There was no sign from Eckland. He stood motionless, writing hand poised over a voucher.

"Now you're showing sense," he congratulated Eckland. "Now back up easy and unhook this—"

There was a low whistle. That would be Williams. It meant a depositor had come in. Williams had moved around to cover him with the Tommy gun. And that meant Eckland could see him and the gun now. Eckland's jaw unhinged and the pencil slid from his limp hand and fell to the floor. He peered forward, making gagging sounds.

"I told you this was a stick-up," he, Big Sid, told him, speaking louder now. "I got a gun on your back! Make a move for that alarm and I'll give it to you! I'm not fooling, Eckland!"

There was a long second ticking off into eternity. That Eckland almost acted as if he didn't hear. His head never even started to twitch toward the rear. One of his hands clawed at the counter in front of him. Then he was moving. His right leg. Shakily but purposefully. Toward that pedal that sounded the hold-up alarm, flashing it right to local police headquarters.

"Eckland, I'll kill—" But Eckland's foot never halted. And he, Big Sid, let him have it in the back. Twice point-blank.

But even as he tumbled, buckling forward in the middle, twisting with agony, Eckland's foot found the pedal, punched it. The damage was done. The bank resounded with the strident clamor of the gong. And Big Sid knew its twin was galvanizing them down at police headquarters.

He ran for it. Was moving even before the teller's slumping body hit the floor. Got through the partition door; he had even thought to block the snap-lock with a paper wad.
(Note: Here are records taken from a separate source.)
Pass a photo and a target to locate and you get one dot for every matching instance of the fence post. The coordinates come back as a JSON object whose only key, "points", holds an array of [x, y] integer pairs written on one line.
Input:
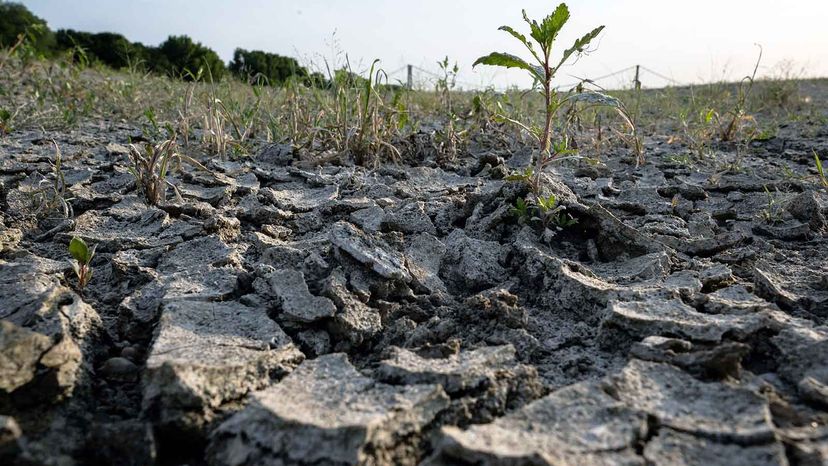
{"points": [[636, 82]]}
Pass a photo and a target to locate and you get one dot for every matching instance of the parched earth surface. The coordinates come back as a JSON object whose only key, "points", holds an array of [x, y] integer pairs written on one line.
{"points": [[278, 313]]}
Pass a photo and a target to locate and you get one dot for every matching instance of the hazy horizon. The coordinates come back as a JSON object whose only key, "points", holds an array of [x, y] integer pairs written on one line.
{"points": [[687, 43]]}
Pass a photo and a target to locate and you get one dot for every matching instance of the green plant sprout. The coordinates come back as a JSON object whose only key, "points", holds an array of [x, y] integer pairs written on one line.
{"points": [[543, 70], [83, 255], [52, 195], [544, 35], [772, 213], [823, 180], [150, 167]]}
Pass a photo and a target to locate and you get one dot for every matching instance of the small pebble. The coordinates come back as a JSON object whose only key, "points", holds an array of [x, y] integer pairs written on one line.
{"points": [[130, 353]]}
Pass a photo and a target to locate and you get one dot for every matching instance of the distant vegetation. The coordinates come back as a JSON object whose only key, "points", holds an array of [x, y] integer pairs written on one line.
{"points": [[178, 56]]}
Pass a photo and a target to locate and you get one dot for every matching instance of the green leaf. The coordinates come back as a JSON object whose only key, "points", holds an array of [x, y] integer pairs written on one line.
{"points": [[552, 24], [579, 46], [522, 39], [508, 61], [79, 250], [536, 33]]}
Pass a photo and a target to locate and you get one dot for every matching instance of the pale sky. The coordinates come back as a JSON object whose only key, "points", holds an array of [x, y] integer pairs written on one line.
{"points": [[686, 40]]}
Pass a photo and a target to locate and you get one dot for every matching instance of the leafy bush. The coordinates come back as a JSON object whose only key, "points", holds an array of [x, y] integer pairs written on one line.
{"points": [[16, 20], [109, 48], [276, 69], [179, 56]]}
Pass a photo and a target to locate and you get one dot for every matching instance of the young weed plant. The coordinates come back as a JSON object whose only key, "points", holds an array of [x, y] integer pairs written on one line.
{"points": [[543, 69], [83, 255], [150, 167]]}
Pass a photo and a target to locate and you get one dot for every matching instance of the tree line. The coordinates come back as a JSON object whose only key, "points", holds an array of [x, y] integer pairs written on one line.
{"points": [[179, 56]]}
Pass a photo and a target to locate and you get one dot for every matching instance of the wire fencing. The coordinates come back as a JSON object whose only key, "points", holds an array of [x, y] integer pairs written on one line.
{"points": [[421, 78]]}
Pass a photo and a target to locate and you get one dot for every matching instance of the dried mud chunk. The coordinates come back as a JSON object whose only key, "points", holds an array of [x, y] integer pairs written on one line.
{"points": [[382, 260], [295, 300], [205, 354], [300, 198], [800, 281], [326, 412], [713, 410], [803, 361], [579, 424], [483, 383], [423, 255], [44, 332], [676, 448], [354, 321], [716, 361], [410, 218], [672, 317], [208, 251]]}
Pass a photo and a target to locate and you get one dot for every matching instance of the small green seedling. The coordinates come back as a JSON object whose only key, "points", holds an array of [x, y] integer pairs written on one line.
{"points": [[521, 209], [823, 180], [772, 213], [83, 255], [543, 69]]}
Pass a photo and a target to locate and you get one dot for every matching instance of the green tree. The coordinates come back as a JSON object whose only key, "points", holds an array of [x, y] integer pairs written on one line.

Williams was out, going down the steps. The Tommy began to chatter. Then it was clattering down on the sidewalk, Williams crumpling over it with two slugs in his body. That cop coming out of the hardware store down the block happened to be a crack shot.

He, Big Sid, had sent him scurrying back with one well-aimed slug though. Then headed for the car parked down beyond the "No Parking" zone directly in front of the bank. He always believed in keeping the law when nothing was to be gained in breaking it. He was smart that way.

It was the cop running from across the street who got him in the wrist and made him lose the automatic. A lucky shot. Still, he might have made it. He got the car between them. He was almost at it, lunging for that open front door on the curb side. Johnny the Itch was quaking in there behind the wheel, hands up at his ears, yapping, "Cripes, I give up—I give up!"